Editorial: Emerging paradigms in understanding cancer metastasis: focus on tumor microenvironment dynamics

Cancer metastasis accounts for 90% of cancer-related deaths and is considered a crucial aspect posing a formidable challenge to the clinical management of patients. This Research Topic compiles five diverse studies exploring critical aspects of cancer metastasis.

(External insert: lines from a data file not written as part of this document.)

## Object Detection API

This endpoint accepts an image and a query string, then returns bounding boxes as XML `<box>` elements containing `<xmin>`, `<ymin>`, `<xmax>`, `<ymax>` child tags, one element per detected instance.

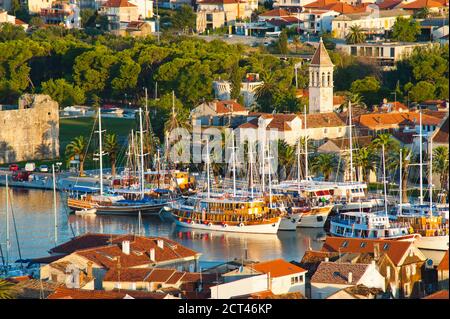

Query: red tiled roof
<box><xmin>433</xmin><ymin>116</ymin><xmax>449</xmax><ymax>144</ymax></box>
<box><xmin>400</xmin><ymin>0</ymin><xmax>445</xmax><ymax>9</ymax></box>
<box><xmin>422</xmin><ymin>290</ymin><xmax>449</xmax><ymax>300</ymax></box>
<box><xmin>75</xmin><ymin>235</ymin><xmax>199</xmax><ymax>268</ymax></box>
<box><xmin>438</xmin><ymin>249</ymin><xmax>448</xmax><ymax>271</ymax></box>
<box><xmin>322</xmin><ymin>236</ymin><xmax>422</xmax><ymax>265</ymax></box>
<box><xmin>103</xmin><ymin>0</ymin><xmax>136</xmax><ymax>8</ymax></box>
<box><xmin>311</xmin><ymin>38</ymin><xmax>333</xmax><ymax>66</ymax></box>
<box><xmin>259</xmin><ymin>8</ymin><xmax>291</xmax><ymax>17</ymax></box>
<box><xmin>299</xmin><ymin>112</ymin><xmax>346</xmax><ymax>128</ymax></box>
<box><xmin>311</xmin><ymin>262</ymin><xmax>370</xmax><ymax>285</ymax></box>
<box><xmin>252</xmin><ymin>259</ymin><xmax>306</xmax><ymax>278</ymax></box>
<box><xmin>48</xmin><ymin>287</ymin><xmax>167</xmax><ymax>299</ymax></box>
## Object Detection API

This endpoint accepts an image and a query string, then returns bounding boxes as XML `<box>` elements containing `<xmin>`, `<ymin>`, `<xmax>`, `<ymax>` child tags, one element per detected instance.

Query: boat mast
<box><xmin>381</xmin><ymin>144</ymin><xmax>387</xmax><ymax>216</ymax></box>
<box><xmin>348</xmin><ymin>101</ymin><xmax>353</xmax><ymax>182</ymax></box>
<box><xmin>299</xmin><ymin>105</ymin><xmax>309</xmax><ymax>180</ymax></box>
<box><xmin>419</xmin><ymin>111</ymin><xmax>423</xmax><ymax>205</ymax></box>
<box><xmin>428</xmin><ymin>136</ymin><xmax>433</xmax><ymax>214</ymax></box>
<box><xmin>5</xmin><ymin>174</ymin><xmax>11</xmax><ymax>265</ymax></box>
<box><xmin>231</xmin><ymin>131</ymin><xmax>236</xmax><ymax>197</ymax></box>
<box><xmin>52</xmin><ymin>164</ymin><xmax>58</xmax><ymax>247</ymax></box>
<box><xmin>139</xmin><ymin>108</ymin><xmax>145</xmax><ymax>198</ymax></box>
<box><xmin>398</xmin><ymin>148</ymin><xmax>403</xmax><ymax>215</ymax></box>
<box><xmin>98</xmin><ymin>108</ymin><xmax>103</xmax><ymax>195</ymax></box>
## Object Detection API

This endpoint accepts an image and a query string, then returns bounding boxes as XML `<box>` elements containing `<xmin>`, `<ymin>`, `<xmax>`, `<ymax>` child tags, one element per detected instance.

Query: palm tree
<box><xmin>371</xmin><ymin>133</ymin><xmax>397</xmax><ymax>185</ymax></box>
<box><xmin>103</xmin><ymin>133</ymin><xmax>119</xmax><ymax>176</ymax></box>
<box><xmin>433</xmin><ymin>146</ymin><xmax>449</xmax><ymax>191</ymax></box>
<box><xmin>311</xmin><ymin>153</ymin><xmax>337</xmax><ymax>180</ymax></box>
<box><xmin>0</xmin><ymin>279</ymin><xmax>14</xmax><ymax>299</ymax></box>
<box><xmin>387</xmin><ymin>147</ymin><xmax>413</xmax><ymax>203</ymax></box>
<box><xmin>354</xmin><ymin>147</ymin><xmax>377</xmax><ymax>183</ymax></box>
<box><xmin>65</xmin><ymin>135</ymin><xmax>89</xmax><ymax>176</ymax></box>
<box><xmin>345</xmin><ymin>25</ymin><xmax>366</xmax><ymax>44</ymax></box>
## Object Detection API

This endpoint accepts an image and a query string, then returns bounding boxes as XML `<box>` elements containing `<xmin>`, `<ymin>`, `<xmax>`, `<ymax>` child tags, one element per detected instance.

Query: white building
<box><xmin>309</xmin><ymin>38</ymin><xmax>334</xmax><ymax>114</ymax></box>
<box><xmin>210</xmin><ymin>259</ymin><xmax>307</xmax><ymax>299</ymax></box>
<box><xmin>311</xmin><ymin>262</ymin><xmax>385</xmax><ymax>299</ymax></box>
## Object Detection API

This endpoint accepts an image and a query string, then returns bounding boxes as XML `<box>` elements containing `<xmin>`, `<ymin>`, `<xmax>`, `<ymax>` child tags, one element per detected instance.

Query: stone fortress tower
<box><xmin>309</xmin><ymin>38</ymin><xmax>334</xmax><ymax>114</ymax></box>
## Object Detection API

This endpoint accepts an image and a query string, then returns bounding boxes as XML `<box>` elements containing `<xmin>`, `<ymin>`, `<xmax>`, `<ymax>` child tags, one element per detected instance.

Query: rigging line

Studies have identified the impact of non-histone lactylation (la) as a post-translational modification, playing a critical role in cancer metastasis by modulating the metabolism of metastatic cancer cells and precisely enhancing their immune evasion mechanisms. Jia et al. have highlighted the fact that higher lactylation profiles in the gastrointestinal tumors are associated with invasive tumors and poor clinical outcomes. Collectively, different studies have contributed to the identification of lactylation of several key proteins such as; Adenylate kinase 2 K28la, p53 lactylation at (K120 and K139), CBX3 K10la, DCBLD1 la, eEF1A2 K40 la, METT L3la, Nucleolin K477la, Cyclin E2la, ABCF1430la, YY1 K183la, ALDOA K230/K322la and PTBP1 K436la contribute to the metastatic progression of several cancer (Jia et al.). This compilation indicates a therapeutic window for targeting tumor metastasis via non-histone lactylation and motivates additional studies in this direction.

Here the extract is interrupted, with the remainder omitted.